One of the main conclusions was that, if that happened, it would be impossible for any government to reverse the process without using some form of restriction for that community, such as blocking internet access or making Bitcoin trading illegal and arresting anyone involved in this activity. .

Since then, this market has developed a lot. Today, clearly, what used to be a set of solutions around Bitcoin has become a much more complete and complex ecosystem. And among these solutions, a few years ago, the structures that are known as DeFi emerged.

An important point of comparison is with the fintech movement. They came to improve the solutions already present in the market – that is, to do what banks and other financial agents were already doing, but in a more customer-focused, direct, cheap way, among other characteristics. To do so, they used various existing technologies, but they were – and are – playing the game as it is.

Fintechs do not propose drastic system change solutions. They fall within the existing regulations of the various countries and many, as they grow, even transform themselves into proper and regulated banks.

Architecture created from scratch
In the case of DeFi, the focus is to create a new global financial architecture, in which local rules, intermediaries or trading logic are defined by software and work in a direct, distributed and transparent way for everyone who wants to access it.

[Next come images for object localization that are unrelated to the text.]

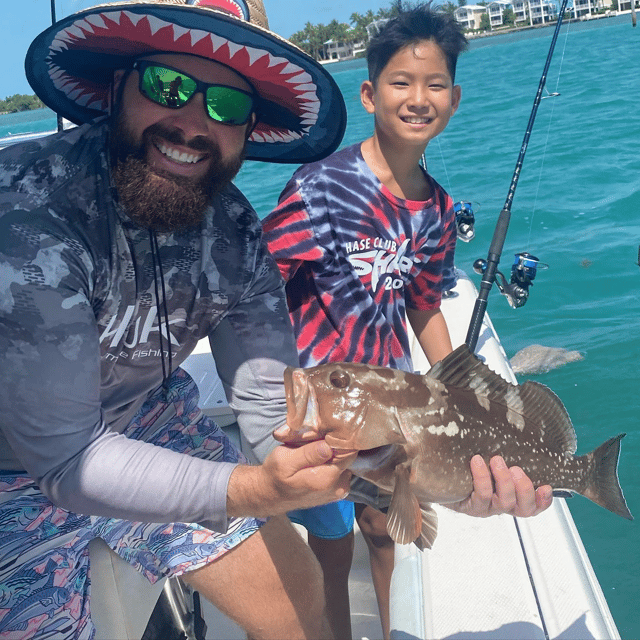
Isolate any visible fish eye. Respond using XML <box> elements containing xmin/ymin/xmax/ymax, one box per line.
<box><xmin>329</xmin><ymin>370</ymin><xmax>350</xmax><ymax>389</ymax></box>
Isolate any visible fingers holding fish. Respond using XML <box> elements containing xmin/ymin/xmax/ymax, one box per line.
<box><xmin>444</xmin><ymin>454</ymin><xmax>497</xmax><ymax>517</ymax></box>
<box><xmin>265</xmin><ymin>441</ymin><xmax>355</xmax><ymax>510</ymax></box>
<box><xmin>446</xmin><ymin>456</ymin><xmax>552</xmax><ymax>518</ymax></box>
<box><xmin>273</xmin><ymin>422</ymin><xmax>323</xmax><ymax>444</ymax></box>
<box><xmin>227</xmin><ymin>440</ymin><xmax>356</xmax><ymax>518</ymax></box>
<box><xmin>533</xmin><ymin>485</ymin><xmax>554</xmax><ymax>515</ymax></box>
<box><xmin>508</xmin><ymin>465</ymin><xmax>553</xmax><ymax>517</ymax></box>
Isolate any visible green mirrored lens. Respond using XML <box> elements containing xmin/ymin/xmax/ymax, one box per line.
<box><xmin>206</xmin><ymin>86</ymin><xmax>253</xmax><ymax>125</ymax></box>
<box><xmin>141</xmin><ymin>66</ymin><xmax>196</xmax><ymax>108</ymax></box>
<box><xmin>138</xmin><ymin>62</ymin><xmax>254</xmax><ymax>125</ymax></box>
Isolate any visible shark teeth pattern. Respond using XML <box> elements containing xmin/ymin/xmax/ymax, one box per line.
<box><xmin>45</xmin><ymin>9</ymin><xmax>322</xmax><ymax>145</ymax></box>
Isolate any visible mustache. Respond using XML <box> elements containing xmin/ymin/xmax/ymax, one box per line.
<box><xmin>114</xmin><ymin>123</ymin><xmax>221</xmax><ymax>167</ymax></box>
<box><xmin>145</xmin><ymin>123</ymin><xmax>218</xmax><ymax>155</ymax></box>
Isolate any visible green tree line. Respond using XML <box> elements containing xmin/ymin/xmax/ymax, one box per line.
<box><xmin>0</xmin><ymin>94</ymin><xmax>46</xmax><ymax>114</ymax></box>
<box><xmin>288</xmin><ymin>1</ymin><xmax>468</xmax><ymax>60</ymax></box>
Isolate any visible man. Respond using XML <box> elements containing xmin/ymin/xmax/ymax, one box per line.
<box><xmin>0</xmin><ymin>1</ymin><xmax>349</xmax><ymax>638</ymax></box>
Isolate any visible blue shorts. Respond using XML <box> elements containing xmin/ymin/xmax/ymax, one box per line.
<box><xmin>288</xmin><ymin>500</ymin><xmax>355</xmax><ymax>540</ymax></box>
<box><xmin>0</xmin><ymin>368</ymin><xmax>264</xmax><ymax>639</ymax></box>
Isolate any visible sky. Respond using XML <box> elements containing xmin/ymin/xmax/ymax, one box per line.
<box><xmin>3</xmin><ymin>0</ymin><xmax>393</xmax><ymax>99</ymax></box>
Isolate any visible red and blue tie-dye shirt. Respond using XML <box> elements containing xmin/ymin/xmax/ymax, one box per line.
<box><xmin>262</xmin><ymin>143</ymin><xmax>457</xmax><ymax>371</ymax></box>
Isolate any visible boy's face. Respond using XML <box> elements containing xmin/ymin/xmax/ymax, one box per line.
<box><xmin>361</xmin><ymin>40</ymin><xmax>461</xmax><ymax>150</ymax></box>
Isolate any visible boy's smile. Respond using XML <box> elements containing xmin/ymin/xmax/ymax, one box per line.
<box><xmin>361</xmin><ymin>40</ymin><xmax>461</xmax><ymax>151</ymax></box>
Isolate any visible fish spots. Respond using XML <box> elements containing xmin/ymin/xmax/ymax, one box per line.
<box><xmin>427</xmin><ymin>422</ymin><xmax>460</xmax><ymax>437</ymax></box>
<box><xmin>506</xmin><ymin>408</ymin><xmax>525</xmax><ymax>431</ymax></box>
<box><xmin>505</xmin><ymin>388</ymin><xmax>525</xmax><ymax>431</ymax></box>
<box><xmin>428</xmin><ymin>378</ymin><xmax>447</xmax><ymax>394</ymax></box>
<box><xmin>475</xmin><ymin>390</ymin><xmax>490</xmax><ymax>412</ymax></box>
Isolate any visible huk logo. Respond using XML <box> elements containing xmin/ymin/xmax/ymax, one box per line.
<box><xmin>99</xmin><ymin>306</ymin><xmax>182</xmax><ymax>360</ymax></box>
<box><xmin>346</xmin><ymin>237</ymin><xmax>414</xmax><ymax>292</ymax></box>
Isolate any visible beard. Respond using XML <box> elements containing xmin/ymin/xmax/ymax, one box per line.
<box><xmin>110</xmin><ymin>119</ymin><xmax>245</xmax><ymax>233</ymax></box>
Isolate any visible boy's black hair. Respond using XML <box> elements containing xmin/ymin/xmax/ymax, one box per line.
<box><xmin>366</xmin><ymin>2</ymin><xmax>468</xmax><ymax>86</ymax></box>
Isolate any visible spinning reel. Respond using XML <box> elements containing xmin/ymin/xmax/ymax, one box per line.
<box><xmin>473</xmin><ymin>252</ymin><xmax>548</xmax><ymax>309</ymax></box>
<box><xmin>454</xmin><ymin>201</ymin><xmax>476</xmax><ymax>243</ymax></box>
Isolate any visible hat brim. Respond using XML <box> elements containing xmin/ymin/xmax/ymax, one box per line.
<box><xmin>25</xmin><ymin>3</ymin><xmax>346</xmax><ymax>163</ymax></box>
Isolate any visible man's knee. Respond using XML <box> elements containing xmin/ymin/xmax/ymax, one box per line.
<box><xmin>182</xmin><ymin>516</ymin><xmax>330</xmax><ymax>639</ymax></box>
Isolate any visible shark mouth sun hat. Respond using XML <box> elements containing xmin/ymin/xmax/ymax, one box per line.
<box><xmin>25</xmin><ymin>0</ymin><xmax>346</xmax><ymax>163</ymax></box>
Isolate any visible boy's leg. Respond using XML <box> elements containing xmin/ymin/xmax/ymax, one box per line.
<box><xmin>308</xmin><ymin>530</ymin><xmax>354</xmax><ymax>640</ymax></box>
<box><xmin>288</xmin><ymin>500</ymin><xmax>356</xmax><ymax>640</ymax></box>
<box><xmin>181</xmin><ymin>515</ymin><xmax>332</xmax><ymax>640</ymax></box>
<box><xmin>355</xmin><ymin>504</ymin><xmax>394</xmax><ymax>640</ymax></box>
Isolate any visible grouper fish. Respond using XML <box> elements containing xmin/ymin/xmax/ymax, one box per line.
<box><xmin>280</xmin><ymin>345</ymin><xmax>632</xmax><ymax>548</ymax></box>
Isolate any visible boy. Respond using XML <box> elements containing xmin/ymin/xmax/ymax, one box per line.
<box><xmin>263</xmin><ymin>4</ymin><xmax>552</xmax><ymax>638</ymax></box>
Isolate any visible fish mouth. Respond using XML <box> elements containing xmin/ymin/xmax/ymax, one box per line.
<box><xmin>284</xmin><ymin>367</ymin><xmax>319</xmax><ymax>434</ymax></box>
<box><xmin>348</xmin><ymin>445</ymin><xmax>397</xmax><ymax>473</ymax></box>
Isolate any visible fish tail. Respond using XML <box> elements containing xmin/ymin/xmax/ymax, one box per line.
<box><xmin>582</xmin><ymin>434</ymin><xmax>633</xmax><ymax>520</ymax></box>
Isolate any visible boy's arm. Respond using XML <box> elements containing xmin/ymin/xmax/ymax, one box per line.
<box><xmin>406</xmin><ymin>307</ymin><xmax>452</xmax><ymax>365</ymax></box>
<box><xmin>262</xmin><ymin>188</ymin><xmax>325</xmax><ymax>283</ymax></box>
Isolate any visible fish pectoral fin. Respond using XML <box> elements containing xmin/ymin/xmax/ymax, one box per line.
<box><xmin>386</xmin><ymin>466</ymin><xmax>423</xmax><ymax>545</ymax></box>
<box><xmin>413</xmin><ymin>504</ymin><xmax>438</xmax><ymax>550</ymax></box>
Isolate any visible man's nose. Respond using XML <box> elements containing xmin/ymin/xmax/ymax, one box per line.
<box><xmin>167</xmin><ymin>92</ymin><xmax>211</xmax><ymax>138</ymax></box>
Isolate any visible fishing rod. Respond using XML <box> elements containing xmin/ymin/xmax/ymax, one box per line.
<box><xmin>51</xmin><ymin>0</ymin><xmax>65</xmax><ymax>133</ymax></box>
<box><xmin>465</xmin><ymin>0</ymin><xmax>571</xmax><ymax>353</ymax></box>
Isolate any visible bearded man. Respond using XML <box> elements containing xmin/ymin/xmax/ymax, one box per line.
<box><xmin>0</xmin><ymin>1</ymin><xmax>349</xmax><ymax>638</ymax></box>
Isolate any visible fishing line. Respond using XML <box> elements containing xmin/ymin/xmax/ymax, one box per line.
<box><xmin>526</xmin><ymin>19</ymin><xmax>572</xmax><ymax>251</ymax></box>
<box><xmin>433</xmin><ymin>138</ymin><xmax>454</xmax><ymax>201</ymax></box>
<box><xmin>466</xmin><ymin>0</ymin><xmax>571</xmax><ymax>352</ymax></box>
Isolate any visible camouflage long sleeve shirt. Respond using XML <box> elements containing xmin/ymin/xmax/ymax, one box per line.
<box><xmin>0</xmin><ymin>121</ymin><xmax>298</xmax><ymax>532</ymax></box>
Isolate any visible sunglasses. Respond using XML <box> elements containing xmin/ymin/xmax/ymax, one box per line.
<box><xmin>133</xmin><ymin>60</ymin><xmax>256</xmax><ymax>126</ymax></box>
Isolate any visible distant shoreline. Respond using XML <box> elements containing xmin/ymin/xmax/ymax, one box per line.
<box><xmin>317</xmin><ymin>9</ymin><xmax>627</xmax><ymax>65</ymax></box>
<box><xmin>467</xmin><ymin>9</ymin><xmax>623</xmax><ymax>40</ymax></box>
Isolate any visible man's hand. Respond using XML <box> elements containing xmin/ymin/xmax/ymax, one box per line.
<box><xmin>273</xmin><ymin>422</ymin><xmax>323</xmax><ymax>445</ymax></box>
<box><xmin>226</xmin><ymin>440</ymin><xmax>358</xmax><ymax>519</ymax></box>
<box><xmin>448</xmin><ymin>455</ymin><xmax>553</xmax><ymax>518</ymax></box>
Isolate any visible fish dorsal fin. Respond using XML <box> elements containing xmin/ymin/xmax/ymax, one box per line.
<box><xmin>387</xmin><ymin>465</ymin><xmax>423</xmax><ymax>545</ymax></box>
<box><xmin>428</xmin><ymin>345</ymin><xmax>577</xmax><ymax>455</ymax></box>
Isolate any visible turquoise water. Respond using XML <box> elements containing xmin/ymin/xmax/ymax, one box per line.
<box><xmin>2</xmin><ymin>14</ymin><xmax>639</xmax><ymax>638</ymax></box>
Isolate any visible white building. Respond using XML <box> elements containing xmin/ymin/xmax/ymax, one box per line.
<box><xmin>487</xmin><ymin>0</ymin><xmax>513</xmax><ymax>27</ymax></box>
<box><xmin>617</xmin><ymin>0</ymin><xmax>639</xmax><ymax>11</ymax></box>
<box><xmin>454</xmin><ymin>4</ymin><xmax>488</xmax><ymax>30</ymax></box>
<box><xmin>512</xmin><ymin>0</ymin><xmax>559</xmax><ymax>23</ymax></box>
<box><xmin>572</xmin><ymin>0</ymin><xmax>611</xmax><ymax>17</ymax></box>
<box><xmin>322</xmin><ymin>39</ymin><xmax>354</xmax><ymax>62</ymax></box>
<box><xmin>366</xmin><ymin>18</ymin><xmax>390</xmax><ymax>39</ymax></box>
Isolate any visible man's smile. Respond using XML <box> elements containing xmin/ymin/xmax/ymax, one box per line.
<box><xmin>155</xmin><ymin>141</ymin><xmax>205</xmax><ymax>165</ymax></box>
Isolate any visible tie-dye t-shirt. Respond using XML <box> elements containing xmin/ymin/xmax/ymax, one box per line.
<box><xmin>0</xmin><ymin>121</ymin><xmax>297</xmax><ymax>532</ymax></box>
<box><xmin>262</xmin><ymin>143</ymin><xmax>457</xmax><ymax>371</ymax></box>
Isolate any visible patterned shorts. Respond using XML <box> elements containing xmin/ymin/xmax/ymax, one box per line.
<box><xmin>0</xmin><ymin>369</ymin><xmax>264</xmax><ymax>639</ymax></box>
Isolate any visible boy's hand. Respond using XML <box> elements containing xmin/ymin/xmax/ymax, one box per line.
<box><xmin>448</xmin><ymin>455</ymin><xmax>553</xmax><ymax>518</ymax></box>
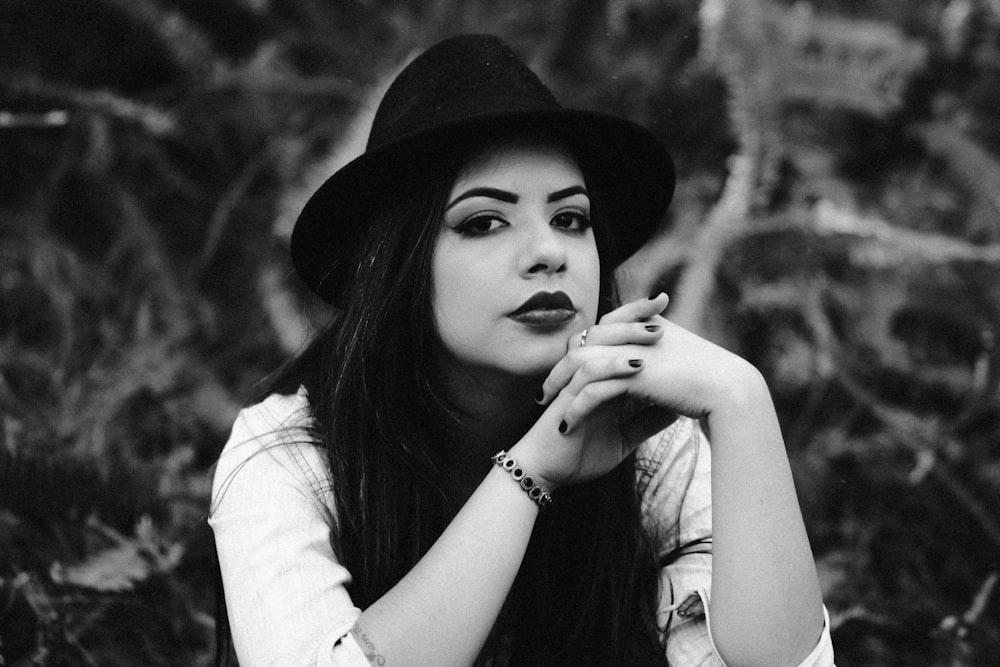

There is no regulator, regulated entity, geographic base, usage restrictions, know your costumer, anti-money laundering, compliance and all the current legal apparatus involving the local or global architecture of the financial market.

The protocols, in general developed together with the Ethereum network, have their own rules that are transparent to everyone who wants to use them. It is, therefore, inclusive, fast, transparent, efficient and effective.

As an example, let’s think about MakerDao, one of these protocols. Through it, you can deposit an asset and, based on that deposit, acquire a dollar loan. For that, it uses the infrastructure of the Ethereum blockchain. For each asset deposited, there is a pre-defined rule of how much you can borrow.